Какая ни на есть Церковь — какая ни на есть мать — другой не будет. Или будет? Все религиозное движение, начатое Лютером и до наших дней не конченное, — Протестантство-Реформация, — не ответит на этот вопрос, потому что ответ на него зависит не от человеческой воли. Только тогда, когда сердце наше будет до конца измолото в пшеницу Господню, между двух жерновов, мы услышим ответ.
Иноческая ряса—одежда особого рода: можно ее надеть, но снять нельзя. Это Лютер испытал на себе: въевшуюся, вжегшуюся в тело его рясу срывает он, как отравленную одежду Нисса, вместе с кусками тела, и мечется от боли. Может быть, все его противоречия, когда он говорит о Церкви, — не что иное, как эти метания.
«Я и сам не знаю, каким духом я обуреваем», — Божьим или бесовским.[309]
«Бес поверг его и стал бить» (Лука, 9:42). В судорогах бьется тело бесноватого, так же бьется и душа Лютера в противоречиях.

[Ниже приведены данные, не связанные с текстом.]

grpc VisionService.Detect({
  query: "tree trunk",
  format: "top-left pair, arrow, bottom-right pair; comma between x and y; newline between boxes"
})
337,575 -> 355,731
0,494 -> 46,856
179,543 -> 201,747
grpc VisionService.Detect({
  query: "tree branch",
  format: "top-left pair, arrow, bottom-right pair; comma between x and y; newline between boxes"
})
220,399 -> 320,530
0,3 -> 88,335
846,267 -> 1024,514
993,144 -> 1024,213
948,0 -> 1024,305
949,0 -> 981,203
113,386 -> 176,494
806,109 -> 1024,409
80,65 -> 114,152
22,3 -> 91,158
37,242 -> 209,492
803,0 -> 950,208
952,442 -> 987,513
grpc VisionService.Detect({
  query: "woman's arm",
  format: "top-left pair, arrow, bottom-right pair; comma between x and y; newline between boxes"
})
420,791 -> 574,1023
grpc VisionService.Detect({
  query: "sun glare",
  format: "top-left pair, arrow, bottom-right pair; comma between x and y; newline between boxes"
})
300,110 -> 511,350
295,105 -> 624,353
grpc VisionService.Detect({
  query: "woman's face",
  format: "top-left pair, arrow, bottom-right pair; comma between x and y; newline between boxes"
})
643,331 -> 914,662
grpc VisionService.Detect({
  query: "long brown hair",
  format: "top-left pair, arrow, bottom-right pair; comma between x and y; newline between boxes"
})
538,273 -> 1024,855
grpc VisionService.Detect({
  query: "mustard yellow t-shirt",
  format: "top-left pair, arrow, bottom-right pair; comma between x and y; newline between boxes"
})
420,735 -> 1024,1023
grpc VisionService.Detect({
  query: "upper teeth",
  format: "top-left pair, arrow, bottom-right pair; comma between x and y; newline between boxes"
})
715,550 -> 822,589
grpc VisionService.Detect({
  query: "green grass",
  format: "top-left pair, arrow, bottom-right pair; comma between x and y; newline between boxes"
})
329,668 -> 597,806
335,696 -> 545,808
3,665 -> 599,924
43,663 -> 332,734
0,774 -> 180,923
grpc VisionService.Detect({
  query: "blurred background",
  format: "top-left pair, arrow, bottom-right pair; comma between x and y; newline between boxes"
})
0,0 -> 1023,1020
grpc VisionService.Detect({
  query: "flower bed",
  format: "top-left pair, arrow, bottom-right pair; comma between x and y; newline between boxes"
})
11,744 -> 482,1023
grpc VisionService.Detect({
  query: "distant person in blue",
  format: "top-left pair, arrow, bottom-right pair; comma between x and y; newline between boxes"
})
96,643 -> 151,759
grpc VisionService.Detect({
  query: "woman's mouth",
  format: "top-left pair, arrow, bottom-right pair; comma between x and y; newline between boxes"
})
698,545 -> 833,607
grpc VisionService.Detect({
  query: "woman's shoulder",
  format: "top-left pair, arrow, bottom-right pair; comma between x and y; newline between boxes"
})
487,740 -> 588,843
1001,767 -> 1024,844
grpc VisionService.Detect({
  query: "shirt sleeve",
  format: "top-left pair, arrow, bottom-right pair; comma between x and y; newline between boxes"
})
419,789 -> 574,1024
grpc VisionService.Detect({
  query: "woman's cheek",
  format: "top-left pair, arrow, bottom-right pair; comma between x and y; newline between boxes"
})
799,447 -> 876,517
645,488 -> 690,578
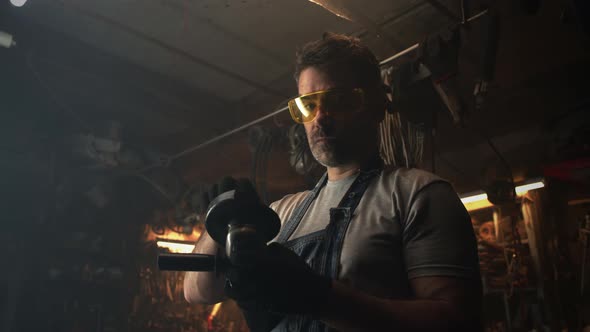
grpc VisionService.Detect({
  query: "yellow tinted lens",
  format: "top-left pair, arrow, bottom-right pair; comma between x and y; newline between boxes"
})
288,99 -> 305,123
288,88 -> 364,123
288,92 -> 321,123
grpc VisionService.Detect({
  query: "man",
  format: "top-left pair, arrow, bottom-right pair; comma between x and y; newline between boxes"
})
184,32 -> 482,331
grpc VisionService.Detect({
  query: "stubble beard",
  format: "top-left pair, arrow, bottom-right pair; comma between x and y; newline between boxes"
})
306,119 -> 376,168
308,128 -> 378,168
309,139 -> 352,167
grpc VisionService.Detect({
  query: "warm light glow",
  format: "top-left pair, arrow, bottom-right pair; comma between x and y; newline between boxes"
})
515,181 -> 545,195
156,241 -> 195,253
158,229 -> 201,242
460,193 -> 488,204
308,0 -> 353,21
210,302 -> 222,317
10,0 -> 27,7
143,224 -> 202,243
461,180 -> 545,212
207,302 -> 223,330
463,198 -> 494,211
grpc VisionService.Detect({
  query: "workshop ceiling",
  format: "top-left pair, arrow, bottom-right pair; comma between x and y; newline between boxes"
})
23,0 -> 455,102
4,0 -> 454,173
4,0 -> 589,198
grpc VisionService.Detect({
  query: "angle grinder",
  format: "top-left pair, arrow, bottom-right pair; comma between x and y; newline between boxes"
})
157,188 -> 281,272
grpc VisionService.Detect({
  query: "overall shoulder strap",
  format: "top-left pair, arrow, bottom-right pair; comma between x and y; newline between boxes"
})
275,173 -> 327,243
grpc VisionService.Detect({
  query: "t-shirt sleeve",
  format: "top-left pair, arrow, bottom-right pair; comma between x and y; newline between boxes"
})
402,181 -> 480,280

«А что, если диавол, подкидыш, килькропф Матери Церкви — не папа, а я?» — этого, может быть, Лютер не думает, но чувствует, что мог бы подумать, и это уже достаточно, чтобы волосы на голове его зашевелились от ужаса, и точно куском льда кто-то провел у него по спине: «Я не он, я не он! На, nоn sum, non sum!» — хотелось ему закричать так же, как тогда, когда священник читал дневное Евангелие о глухонемом бесноватом. «Я не знаю, не отступил ли Бог от меня», — может быть, подумал он в одну из таких страшных минут.